In 1991, he met Kegeles, who recalls being led to his concert by her passion for African dance, music and culture. “We recognised in each other the same world view and healthy humble lifestyle,” she adds. “We eventually became a stable and inseparable unit, revelling in his prolific songwriting genius that continued unfolding beyond imagination.”

Bird was, by all accounts, an eminently decent person with a mesmerising talent. He lost his twin brother in 2012 to cancer. His life partner, Kegeles says: “Tony will always be a true inspiration for giving so much to the world under great adversity. Those who dearly love Tony’s music, his commanding voice and his depths of compassion have known him as a teacher, a prophet, a delightful breath of fresh air, passionately enjoying life to the fullest and forever growing in magical musicality and poetry.”

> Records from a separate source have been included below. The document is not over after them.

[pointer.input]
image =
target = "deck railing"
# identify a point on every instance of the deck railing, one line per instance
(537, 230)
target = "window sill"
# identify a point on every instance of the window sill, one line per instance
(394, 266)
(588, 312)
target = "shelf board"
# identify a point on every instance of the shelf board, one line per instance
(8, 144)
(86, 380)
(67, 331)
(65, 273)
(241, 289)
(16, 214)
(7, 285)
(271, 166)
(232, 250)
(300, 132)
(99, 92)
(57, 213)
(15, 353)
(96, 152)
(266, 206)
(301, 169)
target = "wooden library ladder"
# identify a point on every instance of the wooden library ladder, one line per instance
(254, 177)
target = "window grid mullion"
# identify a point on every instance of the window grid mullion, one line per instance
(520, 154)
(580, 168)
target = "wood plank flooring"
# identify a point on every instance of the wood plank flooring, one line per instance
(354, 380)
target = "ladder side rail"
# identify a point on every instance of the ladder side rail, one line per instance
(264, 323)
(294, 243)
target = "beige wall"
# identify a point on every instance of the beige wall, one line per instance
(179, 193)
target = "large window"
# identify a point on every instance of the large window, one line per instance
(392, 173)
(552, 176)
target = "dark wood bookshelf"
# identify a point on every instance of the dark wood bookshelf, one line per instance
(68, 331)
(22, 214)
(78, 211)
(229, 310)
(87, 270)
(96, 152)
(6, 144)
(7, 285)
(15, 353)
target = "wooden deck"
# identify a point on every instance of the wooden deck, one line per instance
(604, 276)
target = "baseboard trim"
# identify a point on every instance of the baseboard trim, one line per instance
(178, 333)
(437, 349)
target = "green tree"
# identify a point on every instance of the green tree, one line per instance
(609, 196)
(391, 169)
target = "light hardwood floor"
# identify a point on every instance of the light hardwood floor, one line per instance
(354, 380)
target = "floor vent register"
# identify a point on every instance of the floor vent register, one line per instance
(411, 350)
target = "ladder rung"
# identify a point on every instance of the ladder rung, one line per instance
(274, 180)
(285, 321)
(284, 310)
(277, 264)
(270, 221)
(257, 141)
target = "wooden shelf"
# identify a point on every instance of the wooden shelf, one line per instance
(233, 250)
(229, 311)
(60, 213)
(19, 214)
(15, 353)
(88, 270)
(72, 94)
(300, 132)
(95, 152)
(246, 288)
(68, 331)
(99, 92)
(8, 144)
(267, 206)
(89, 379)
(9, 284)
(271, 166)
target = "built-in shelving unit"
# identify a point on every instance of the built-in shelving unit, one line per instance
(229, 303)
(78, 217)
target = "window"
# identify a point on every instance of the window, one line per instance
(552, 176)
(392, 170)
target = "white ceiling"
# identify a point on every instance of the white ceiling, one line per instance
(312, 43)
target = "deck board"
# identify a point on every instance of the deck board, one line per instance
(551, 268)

  • Chelsea Barton is a first year Fine Arts student at the University of Pretoria. She is part of the VIT 101 class, being taught the rudiments of arts writing by Robyn Sassen during 2020.

10 replies »

  1. Thanks for this full picture of Tony Bird. I first heard of him when he was being called the Malawian Bruce Springsteen in the ’80s, and he was unforgettable in performance. I’ve heard for years that he had many albums’ worth of music that was never released. Is there any chance all this music will be released? I would value it as much as anything in my music collection. Thanks again.

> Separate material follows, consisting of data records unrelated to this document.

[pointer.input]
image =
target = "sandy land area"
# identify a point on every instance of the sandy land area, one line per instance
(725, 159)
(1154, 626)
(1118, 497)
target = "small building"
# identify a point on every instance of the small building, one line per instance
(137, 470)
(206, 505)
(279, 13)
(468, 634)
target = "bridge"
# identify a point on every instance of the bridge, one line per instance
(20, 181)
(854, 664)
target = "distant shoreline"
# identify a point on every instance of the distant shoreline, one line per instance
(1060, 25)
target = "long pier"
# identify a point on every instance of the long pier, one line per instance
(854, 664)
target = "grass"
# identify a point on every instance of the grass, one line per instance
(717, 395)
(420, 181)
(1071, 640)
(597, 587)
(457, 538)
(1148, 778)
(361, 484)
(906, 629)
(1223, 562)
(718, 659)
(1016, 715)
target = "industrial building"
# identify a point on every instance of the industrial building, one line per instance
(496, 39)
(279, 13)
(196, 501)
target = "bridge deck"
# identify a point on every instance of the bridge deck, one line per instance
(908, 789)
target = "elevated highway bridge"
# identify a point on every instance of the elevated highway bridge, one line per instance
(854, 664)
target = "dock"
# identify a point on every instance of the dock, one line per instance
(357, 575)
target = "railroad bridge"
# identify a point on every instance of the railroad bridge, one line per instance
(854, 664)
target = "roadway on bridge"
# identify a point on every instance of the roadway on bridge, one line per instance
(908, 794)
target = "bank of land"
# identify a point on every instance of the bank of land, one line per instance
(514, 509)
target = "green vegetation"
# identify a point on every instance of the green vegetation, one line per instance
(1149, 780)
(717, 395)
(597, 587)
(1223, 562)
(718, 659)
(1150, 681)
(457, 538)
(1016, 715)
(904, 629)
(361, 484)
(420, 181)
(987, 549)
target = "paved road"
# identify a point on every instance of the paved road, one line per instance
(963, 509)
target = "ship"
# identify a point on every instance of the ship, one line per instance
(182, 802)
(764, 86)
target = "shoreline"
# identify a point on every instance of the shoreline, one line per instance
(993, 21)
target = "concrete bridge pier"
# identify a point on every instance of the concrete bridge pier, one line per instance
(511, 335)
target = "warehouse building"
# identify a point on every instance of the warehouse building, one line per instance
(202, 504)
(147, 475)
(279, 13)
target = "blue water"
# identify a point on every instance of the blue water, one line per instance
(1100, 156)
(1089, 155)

    • Hi Ron, thank you for this comments. I wish I knew when Tony’s music will be released to the world, but hopefully, your comment out there in the world will trigger a response.

  2. This a WONderful article! It captures the Tony that I knew and explains some things. Many things!
    I had the great good pleasure of seeing Tony perform three times. First at Passim’s Coffee House in Massachusetts, sometime in the 1970s. Indeed he was “untamed and unforgettable,” and his presence was a “shock to the system.” His craggy features, his wild hair, his unusual utterances…I was riveted! And in contrast to this was the loveliness of his melodies. I was especially moved by She Came From the Karoo.
    Many years later I heard him perform in Ithaca, New York. I was struck by his frailty; now I understand that he was very ill at the time. Still I cherished the opportunity to see and hear him again. At my request he sang the Karoo song. I could barely hear him, he was so weak.
    The third time I saw him was also in Ithaca. Joyce was with him, and I gave them a ride from the concert venue to their hotel. We met again the next day to talk. It was very special, getting acquainted with Tony and Joyce.

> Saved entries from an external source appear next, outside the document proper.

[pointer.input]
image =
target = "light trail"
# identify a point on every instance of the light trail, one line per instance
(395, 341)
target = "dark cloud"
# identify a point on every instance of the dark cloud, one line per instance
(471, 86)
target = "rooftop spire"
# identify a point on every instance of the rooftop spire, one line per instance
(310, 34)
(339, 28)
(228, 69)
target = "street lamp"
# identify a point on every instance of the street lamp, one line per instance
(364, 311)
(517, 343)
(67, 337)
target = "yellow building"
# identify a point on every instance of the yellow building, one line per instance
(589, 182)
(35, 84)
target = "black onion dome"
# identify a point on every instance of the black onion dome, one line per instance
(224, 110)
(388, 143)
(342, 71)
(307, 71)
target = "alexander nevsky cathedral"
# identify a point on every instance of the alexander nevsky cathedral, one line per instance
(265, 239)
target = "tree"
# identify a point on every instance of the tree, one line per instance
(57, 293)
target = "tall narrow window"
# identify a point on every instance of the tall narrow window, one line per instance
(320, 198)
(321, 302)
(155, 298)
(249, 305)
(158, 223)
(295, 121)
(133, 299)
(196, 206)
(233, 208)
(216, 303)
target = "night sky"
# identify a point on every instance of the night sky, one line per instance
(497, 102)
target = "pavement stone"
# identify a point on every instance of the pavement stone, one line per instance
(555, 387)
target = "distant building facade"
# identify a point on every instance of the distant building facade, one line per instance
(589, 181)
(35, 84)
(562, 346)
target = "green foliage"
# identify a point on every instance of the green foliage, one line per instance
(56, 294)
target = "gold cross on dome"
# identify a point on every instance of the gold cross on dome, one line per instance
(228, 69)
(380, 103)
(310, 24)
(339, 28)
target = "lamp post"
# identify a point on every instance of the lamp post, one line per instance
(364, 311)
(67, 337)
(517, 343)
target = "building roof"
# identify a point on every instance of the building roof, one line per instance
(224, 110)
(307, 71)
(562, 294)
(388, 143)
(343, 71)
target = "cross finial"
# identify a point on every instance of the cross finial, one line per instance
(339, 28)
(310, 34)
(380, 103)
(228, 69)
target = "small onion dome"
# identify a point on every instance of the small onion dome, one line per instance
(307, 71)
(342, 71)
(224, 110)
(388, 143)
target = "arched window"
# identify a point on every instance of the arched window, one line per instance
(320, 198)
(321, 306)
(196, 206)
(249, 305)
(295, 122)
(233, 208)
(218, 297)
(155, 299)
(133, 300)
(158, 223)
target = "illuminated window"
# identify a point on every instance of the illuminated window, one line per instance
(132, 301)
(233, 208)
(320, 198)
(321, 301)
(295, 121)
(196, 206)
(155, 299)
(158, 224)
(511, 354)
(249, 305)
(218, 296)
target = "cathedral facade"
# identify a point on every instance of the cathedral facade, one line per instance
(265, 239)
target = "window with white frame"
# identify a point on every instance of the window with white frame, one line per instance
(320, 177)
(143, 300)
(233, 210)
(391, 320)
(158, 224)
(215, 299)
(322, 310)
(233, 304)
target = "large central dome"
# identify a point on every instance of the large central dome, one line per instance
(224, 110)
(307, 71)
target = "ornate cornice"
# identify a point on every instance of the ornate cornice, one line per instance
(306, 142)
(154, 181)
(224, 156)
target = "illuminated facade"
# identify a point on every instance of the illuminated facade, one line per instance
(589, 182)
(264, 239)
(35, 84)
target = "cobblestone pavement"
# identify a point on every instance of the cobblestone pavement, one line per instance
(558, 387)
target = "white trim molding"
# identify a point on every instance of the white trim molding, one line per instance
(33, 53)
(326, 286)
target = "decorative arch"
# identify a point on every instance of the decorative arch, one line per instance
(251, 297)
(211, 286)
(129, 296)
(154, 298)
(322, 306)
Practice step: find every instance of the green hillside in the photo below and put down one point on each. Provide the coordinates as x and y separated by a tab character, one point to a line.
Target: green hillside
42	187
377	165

    I learned of his passing just today. I’d found some beautiful mangos at my food coop, and— delighted to realize that it was Mango Time once again— I googled his song. And one thing led to another as it does on the internet, and I learned that Tony had passed.

    He lives on in my heart and he will forever.

    Barbara Van Dyk, Ithaca, New York

  3. Thank you for this wonderful piece. I first met Tony on Fire Island while he was playing boomerang frisbee in the wind. As regulars, we saw each other a few times and my wife and I always enjoyed his company while playing in the wind and surf.
    We crossed paths again in Blue Hill Maine when we got to see him play. I gave a frisbee to a stage hand who got it to him while on stage. I’ll never forget his comment into the mic after seeing the illustration I did inside the frisbee of him playing naked on the shore with his frisbee. He said with a big smile, “wow, someone out there knows me better than most”. We met up after the show and had a nice evening.
    I learned today of his passing and I’m deeply saddened.
    A beautiful, talented man that I am honored to have known.

  4. I met Tony when I was learning how to play guitar in Central Park west sitting on a bench. Tony came walking by and sat down to hear me play. I ended up letting him play my guitar and he did a couple songs for me. He gave me good advice about a music career and I appreciated that he took the time out considering he was on his way to Columbia records for a meeting. He had a unique voice and picking style and was a really nice person. I never forgot him and I’m sad to see that he passed away in 2019. R.I.P. TONY

  5. Thanks for the article! Tony Bird had a special place in my father’s heart. I saw him perform in Victoria BC with my parents around 1988.